– «Скажи-ка, скажи, гидатлинский Хочбар,
Ты много ль угнал у хунзахцев овец?»
– «Вы сами считайте, как много угнал,
А я беднякам их без счету давал!»
– «А ну-ка, заставим Хачбара сплясать,
Пускай он теперь позабавит народ.
А ну-ка, пускай перед смертью своей
Потешит собравшихся этот злодей».
И грянули разом с зурной барабан,
Захлопал в ладоши хунзахский народ,
Смеясь, любовался аварский нуцал,
Плясал у костра гидатлинский Хочбар.
Он трижды по кругу толпу обошел,
Он к детям нуцала легко подошел.
И, в пляске с разбега обоих схватив,
Он бросился с ними в кипящий огонь.
«Ой боже, ой боже, могучий Хочбар! —
Тогда зарыдал, пошатнувшись, нуцал. —
Ой боже, ой боже, спасите детей!» —
Царапая бороду, звал он людей.
«Забуду я все, гидатлинский Хочбар,
Хозяином станешь владений моих.
Отныне не будет насилий и бед,
Но только верни мне очей моих свет!»
– «Валлах, не получишь, коварный нуцал!
Клянусь, что недаром ты жизнь мою взял!
Пощады у вас не к лицу мне просить,
Я все, что задумал, успел совершить.
Визжите, визжите, нуцала щенки!
Еще не ослабли суставы руки,
Эй, громче рыдай, трижды проклятый трус!
Еще не спалило мой тигровый ус!»
С утра до полудня играла зурна:
Попался хунзахцам могучий Хочбар.
С полудня поднялся отчаянный плач:
Два сына нуцала сгорели в огне.
Парту Патима
1
Джигиты за кладбищем копья метали,
Мечи поднимали, точили клинки,
И звон раздавался железа и стали,
И сабли сверкали, и ярко блистали
Кольчуги, и панцири, и шишаки.
Кинжалы, коснувшись кольчуг, изгибались,
Мечи о щиты ударялись, звеня.
Дрожа, на дыбы скакуны поднимались,
Из панцирей сыпались искры огня.
Парту Патима проходила с кувшином,
Увидела юношей в утренний час.
«Привет недостойна сказать я мужчинам,
Хотя недостойна – приветствую вас!
Зачем вам кинжал – вы идете в сраженье?
Зачем вам кольчуги – вы ждете врагов?
Зачем столько сабель, мечей, шишаков?
К походу готовите вы снаряженье?»
– «Парту Патима, ты привет наш прими,
Да жизнь твоей матери будет отрадной!
Кувшин поскорее с плеча ты сними,
И нас напои ты водою прохладной!»
– «Могу я на землю кувшин опустить,
Могу вас прохладной водой угостить,
Но дайте мне саблю кривую сначала,
Чтоб я вам уменье свое показала».
Джигиты услышали эти слова,
Один посмотрел на другого сперва,
Пришли в удивленье джигиты селенья,—
Никто не скрывал своего удивленья.
Заставив плясать под собой скакуна,
Тут выступил юноша статный и ловкий.
Настала внезапно вокруг тишина.
У девушки горской спросил он с издевкой:
«Ужель, Патима, говоришь ты всерьез?
Зачем же джигитов смешишь ты до слез?
Мужчину сразишь ли кинжалом своим?
Коня ты пронзишь ли копьем боевым?
Ты женское слово сравнишь ли с мужским?»
– «Напрасно меня ты вопросами колешь,
Сосед мой, сидящий в седле молодец,
Не думай, спесивый, что ты – удалец,
Смеясь надо мной: «Ты девица всего лишь!»

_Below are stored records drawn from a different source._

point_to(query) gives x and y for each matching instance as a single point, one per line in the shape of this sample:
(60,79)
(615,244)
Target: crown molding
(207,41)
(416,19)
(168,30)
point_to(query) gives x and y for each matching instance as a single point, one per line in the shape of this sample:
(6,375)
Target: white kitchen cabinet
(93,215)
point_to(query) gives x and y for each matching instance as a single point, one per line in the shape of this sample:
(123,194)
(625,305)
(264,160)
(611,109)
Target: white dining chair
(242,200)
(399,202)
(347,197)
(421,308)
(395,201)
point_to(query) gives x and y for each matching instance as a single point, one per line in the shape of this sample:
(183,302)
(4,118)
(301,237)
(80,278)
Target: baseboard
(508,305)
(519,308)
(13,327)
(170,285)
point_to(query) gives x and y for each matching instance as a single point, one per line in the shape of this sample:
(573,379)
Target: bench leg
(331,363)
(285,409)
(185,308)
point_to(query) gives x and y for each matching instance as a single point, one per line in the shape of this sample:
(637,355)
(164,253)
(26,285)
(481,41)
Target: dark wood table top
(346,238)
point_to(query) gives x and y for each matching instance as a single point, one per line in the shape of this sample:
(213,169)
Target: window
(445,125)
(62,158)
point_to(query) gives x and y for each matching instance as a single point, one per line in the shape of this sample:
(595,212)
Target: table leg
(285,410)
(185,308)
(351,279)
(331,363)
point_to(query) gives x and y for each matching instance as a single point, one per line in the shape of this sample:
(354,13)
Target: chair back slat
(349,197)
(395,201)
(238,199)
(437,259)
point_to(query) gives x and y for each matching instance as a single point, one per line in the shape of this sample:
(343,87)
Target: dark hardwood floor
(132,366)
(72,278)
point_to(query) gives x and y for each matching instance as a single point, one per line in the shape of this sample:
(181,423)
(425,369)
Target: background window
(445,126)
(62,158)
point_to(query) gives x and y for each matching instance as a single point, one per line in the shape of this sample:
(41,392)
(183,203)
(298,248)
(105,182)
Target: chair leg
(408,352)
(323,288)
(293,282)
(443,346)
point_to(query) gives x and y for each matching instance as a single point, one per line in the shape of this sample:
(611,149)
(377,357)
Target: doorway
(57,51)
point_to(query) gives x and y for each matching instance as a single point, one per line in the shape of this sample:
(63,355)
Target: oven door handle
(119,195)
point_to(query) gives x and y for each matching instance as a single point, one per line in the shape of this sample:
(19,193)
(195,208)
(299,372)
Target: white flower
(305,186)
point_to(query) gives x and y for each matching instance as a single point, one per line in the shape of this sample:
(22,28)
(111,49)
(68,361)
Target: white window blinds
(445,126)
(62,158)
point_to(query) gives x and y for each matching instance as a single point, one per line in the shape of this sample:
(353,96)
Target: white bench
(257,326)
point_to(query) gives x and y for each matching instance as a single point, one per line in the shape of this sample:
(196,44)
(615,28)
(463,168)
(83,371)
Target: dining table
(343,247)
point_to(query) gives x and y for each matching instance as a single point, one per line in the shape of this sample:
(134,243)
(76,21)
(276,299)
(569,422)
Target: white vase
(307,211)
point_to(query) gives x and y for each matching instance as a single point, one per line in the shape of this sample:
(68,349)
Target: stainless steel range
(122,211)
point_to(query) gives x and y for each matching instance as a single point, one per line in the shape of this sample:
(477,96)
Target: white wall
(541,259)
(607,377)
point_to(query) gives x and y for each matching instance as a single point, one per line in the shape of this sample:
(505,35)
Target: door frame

Вручи мне коня боевого, седок,
Испробовать дай мне дамасский клинок,
Позволь, чтоб на голову шлем я надела,
Прикрыла кольчугой железною тело.
Мой конь будет быстрым конем храбреца,
Клинок будет острым клинком удальца,
Украсится шлемом бойца голова,
Кольчуга сравнится с кольчутою льва!
Тогда-то, в седле горделиво сидящий,
Покажешь мне, всадник ли ты настоящий,
Тогда-то, воитель в кольчуге и шлеме,
Покажешь отвагу' свою перед всеми!»
Сказав, Патима возвратилась домой.
Взволнованы юноши, слов не находят,
А время проходит, а время уходит, —
Примчался, как молния, всадник лихой.
Одет был наездник в броню и забрало,
На сабле египетской солнце играло,
Скакал, точно ветер, скакун вороной,
Сверкал, точно месяц, шишак золотой.
«Привет вам, джигиты, что славой покрыты,
Теперь я могу ли приветствовать вас?